Ana Sayfa Bilim Gündemi Bitkiler olmadan da fotosentez artık mümkün olduğuna göre Mars’ta yaşayabilecek miyiz?

Bitkiler olmadan da fotosentez artık mümkün olduğuna göre Mars’ta yaşayabilecek miyiz?

177
0

Çeviren: Ebru Oktay

Bir araştırmacı ekibi, ışıkla yönlendirilen enerji yaratan ve uzayda nefes alıp yaşamamıza olanak tanıyan çığır açıcı bir model tasarladı.

İnsanların uzayda nasıl yaşayabileceğini, nefes alabileceğini ve çalışabileceğini hiç merak ettiniz mi? Bilim insanları, Mars’ta yaşamı mümkün kılabilecek bir hareketle bitkiler olmadan da fotosentezi taklit edecek bir yol geliştirdiler.

Süreç, güneş enerjisinin toplanmasını ve onu kimyasal bağlarda (tıpkı pillerin enerji depolaması gibi) depolamayı içeriyor. Bilim insanları bunu daha sonra yakıt ve gübre gibi enerji açısından zengin ürünlere ve ayrıca solunacak havaya dönüştürebiliyor. Temel olarak bu, tıpkı bir bitkinin yaptığı gibi ışığı yakalamak ve onu faydalı kimyasallara dönüştürmek anlamına gelmektedir.

 Warwick Üniversitesi’nden doçent Dr. Katharina Brinkert, BBC Science Focus’a verdiği demeçte, enerji dönüşüm sürecinin uzay habitatlarındaki yaşam destek sistemlerini kesinlikle tamamlayabileceğini, aynı zamanda Dünya’da potansiyel olarak zamandan ve enerjiden de büyük tasarruf sağlayabileceğimiz şekilde bir kimyasal üretiminin sürdürülebilir yolunu bulabileceğimizi vurguluyor.

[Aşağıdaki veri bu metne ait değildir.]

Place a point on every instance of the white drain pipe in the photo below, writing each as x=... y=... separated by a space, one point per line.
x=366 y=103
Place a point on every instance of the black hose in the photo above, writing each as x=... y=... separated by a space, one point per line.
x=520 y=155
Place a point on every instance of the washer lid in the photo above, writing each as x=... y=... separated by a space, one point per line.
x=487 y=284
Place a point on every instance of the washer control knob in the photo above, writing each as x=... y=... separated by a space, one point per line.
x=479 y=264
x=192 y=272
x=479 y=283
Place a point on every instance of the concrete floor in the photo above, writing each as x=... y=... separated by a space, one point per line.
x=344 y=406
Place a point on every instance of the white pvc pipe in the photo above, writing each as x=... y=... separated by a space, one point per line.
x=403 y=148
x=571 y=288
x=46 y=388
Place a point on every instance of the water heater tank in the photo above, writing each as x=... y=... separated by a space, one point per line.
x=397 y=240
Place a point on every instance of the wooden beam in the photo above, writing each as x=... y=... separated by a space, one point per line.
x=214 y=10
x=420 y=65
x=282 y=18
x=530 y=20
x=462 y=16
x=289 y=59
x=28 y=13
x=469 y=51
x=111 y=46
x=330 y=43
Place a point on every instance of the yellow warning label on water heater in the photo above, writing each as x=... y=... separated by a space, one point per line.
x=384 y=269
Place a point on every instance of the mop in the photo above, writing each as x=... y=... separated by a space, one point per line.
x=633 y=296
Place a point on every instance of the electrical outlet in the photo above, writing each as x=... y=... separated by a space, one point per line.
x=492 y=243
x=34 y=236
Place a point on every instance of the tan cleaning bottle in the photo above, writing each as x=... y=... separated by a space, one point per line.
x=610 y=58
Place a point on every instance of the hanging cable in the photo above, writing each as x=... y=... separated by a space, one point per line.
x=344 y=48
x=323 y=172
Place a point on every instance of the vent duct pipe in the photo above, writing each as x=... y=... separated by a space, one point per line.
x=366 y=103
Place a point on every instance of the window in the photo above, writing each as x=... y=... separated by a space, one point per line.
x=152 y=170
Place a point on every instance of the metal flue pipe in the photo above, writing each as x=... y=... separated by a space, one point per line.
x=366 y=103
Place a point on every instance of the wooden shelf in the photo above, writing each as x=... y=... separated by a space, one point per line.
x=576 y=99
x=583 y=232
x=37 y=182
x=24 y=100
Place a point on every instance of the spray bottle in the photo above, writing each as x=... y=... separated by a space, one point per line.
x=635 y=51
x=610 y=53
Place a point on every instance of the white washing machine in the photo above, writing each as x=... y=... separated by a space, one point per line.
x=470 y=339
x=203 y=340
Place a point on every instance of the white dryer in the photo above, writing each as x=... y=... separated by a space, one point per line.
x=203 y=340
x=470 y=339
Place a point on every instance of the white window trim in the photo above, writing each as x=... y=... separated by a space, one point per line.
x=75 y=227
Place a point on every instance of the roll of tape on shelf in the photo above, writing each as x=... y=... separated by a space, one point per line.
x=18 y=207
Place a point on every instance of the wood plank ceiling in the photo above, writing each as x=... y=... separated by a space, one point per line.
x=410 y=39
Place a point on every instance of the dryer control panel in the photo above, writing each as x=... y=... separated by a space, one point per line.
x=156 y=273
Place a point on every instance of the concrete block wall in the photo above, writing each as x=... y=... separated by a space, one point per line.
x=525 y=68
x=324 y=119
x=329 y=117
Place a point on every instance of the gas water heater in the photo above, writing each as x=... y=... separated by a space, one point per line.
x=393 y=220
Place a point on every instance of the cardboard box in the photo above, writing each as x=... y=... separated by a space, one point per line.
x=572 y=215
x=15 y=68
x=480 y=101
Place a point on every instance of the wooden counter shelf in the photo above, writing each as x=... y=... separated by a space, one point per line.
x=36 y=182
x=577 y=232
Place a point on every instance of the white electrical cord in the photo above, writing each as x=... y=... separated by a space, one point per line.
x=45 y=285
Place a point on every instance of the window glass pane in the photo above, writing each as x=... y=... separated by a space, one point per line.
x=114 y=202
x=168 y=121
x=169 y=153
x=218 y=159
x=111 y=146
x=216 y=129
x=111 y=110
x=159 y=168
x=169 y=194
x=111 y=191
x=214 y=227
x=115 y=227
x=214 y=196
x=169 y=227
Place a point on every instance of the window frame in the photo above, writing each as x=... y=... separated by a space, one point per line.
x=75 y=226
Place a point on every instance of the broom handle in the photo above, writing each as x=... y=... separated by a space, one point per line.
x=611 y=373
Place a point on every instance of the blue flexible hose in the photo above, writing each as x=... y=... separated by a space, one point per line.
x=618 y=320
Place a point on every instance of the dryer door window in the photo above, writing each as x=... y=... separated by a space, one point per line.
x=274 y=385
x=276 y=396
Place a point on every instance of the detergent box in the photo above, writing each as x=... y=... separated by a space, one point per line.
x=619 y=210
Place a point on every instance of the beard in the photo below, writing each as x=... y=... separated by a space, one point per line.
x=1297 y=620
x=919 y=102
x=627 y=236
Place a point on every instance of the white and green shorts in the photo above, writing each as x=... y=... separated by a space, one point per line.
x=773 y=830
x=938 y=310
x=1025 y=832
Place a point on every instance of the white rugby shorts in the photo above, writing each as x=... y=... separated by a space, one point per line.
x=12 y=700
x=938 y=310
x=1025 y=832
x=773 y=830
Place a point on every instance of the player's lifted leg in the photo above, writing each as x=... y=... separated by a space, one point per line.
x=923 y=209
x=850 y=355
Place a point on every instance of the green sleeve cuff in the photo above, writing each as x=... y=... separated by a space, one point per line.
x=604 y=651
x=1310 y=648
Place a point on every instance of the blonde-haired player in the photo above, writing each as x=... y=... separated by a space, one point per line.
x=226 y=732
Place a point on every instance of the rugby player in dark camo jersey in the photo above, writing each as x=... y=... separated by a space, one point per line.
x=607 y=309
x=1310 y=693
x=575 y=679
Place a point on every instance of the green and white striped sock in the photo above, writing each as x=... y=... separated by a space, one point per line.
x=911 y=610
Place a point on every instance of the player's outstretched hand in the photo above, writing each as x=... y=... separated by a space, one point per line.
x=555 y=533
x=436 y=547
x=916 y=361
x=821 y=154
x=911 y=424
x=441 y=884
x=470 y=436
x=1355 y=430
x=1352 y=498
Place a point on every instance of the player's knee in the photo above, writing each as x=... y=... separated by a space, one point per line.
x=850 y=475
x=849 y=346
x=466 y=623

“Mars’taki İnsanlar” girişiminin bir parçası olarak bu atılım, Güneş’ten gelen ışığın ana enerji kaynağı olduğu Kızıl Gezegende insanların hayatta kalmasına yardımcı olabilir.

Bu sistem uzayda yaşam olanağını nasıl bir çalışma yöntemiyle sağlayacak?
Bilim insanları, ışığı klorofilin (bitki yapraklarındaki yeşil pigment) emebildiği şekilde emebilen güneş pilleri gibi yarı iletkenler kullanıyorlar. Depolanan güneş enerjisinin su gibi bileşikleri, oksijen ve hidrojene ayrıştırılıyor. Uzay ortamında, oksijen nefes almak için gerekliyken hidrojen de, uzay araçları dâhil olmak üzere yakıt üretiminde kullanılabiliyor.

Araştırmacılara göre süreç, dahili olarak elektrik ürettiği için büyük endüstri altyapısına ve hatta elektriğe bile ihtiyaç duymuyor. Üstelik kullandıkları yarı iletkene bağlı olarak başka moleküller de üretebiliyor.

Örneğin bilim insanları bu yöntemi atmosferdeki karbondioksiti ‘güneş enerjisi yakıtlarına’ dönüştürmek için kullanmayı umuyorlar. Dünya atmosferinde nispeten küçük bir gaz konsantrasyonu olsa da, bu durum iklim değişikliğiyle mücadelede rol oynayabilir. Mars’ta karbondioksit konsantrasyonu inanılmaz derecede yüksek, yaklaşık yüzde 96.

Tasarlanan enerji dönüşüm süreci, 2024’ün sonlarında veya 2025’te bir rokette test edilecek. Görev sırasında, deneyi içeren bir roket, uzayın sınırlarına uçacak ve ardından mikro yerçekiminde beş ila altı dakika sonra geri dönecek.

Araştırmacılar, eğer başarılı olursa, sürecin hem Mars’ta hem de Dünya’da yaşam için uygulamalara sahip olacağını umuyor. Brinkert, “Enerji sorununa yönelik Manhattan Projesi” olarak adlandırdığı projeye çeşitli alanlardan uzmanları da dahil edecek.

Brinkert, “Sanırım birbirimizden öğrenecek çok şey var çünkü uzayda yolculukla ilgili karşılaştığımız sorunların çoğu o kadar acil ki, bunları çözmeden uzaya gidemeyiz. Sanırım sonuçta aynı sorunu çözmeye çalışıyoruz ve bu da Dünya’da iklim değişikliğiyle mücadele etmek için daha verimli, güvenilir ve sürdürülebilir enerji kaynaklarına ihtiyacımız olduğu anlamına geliyor. Öte yandan Ay ve Mars’ta daha büyük uzay araştırmaları yapmak istiyorsanız verimli, güvenilir, sürdürülebilir enerji kaynaklarına ihtiyacımız var” diyor.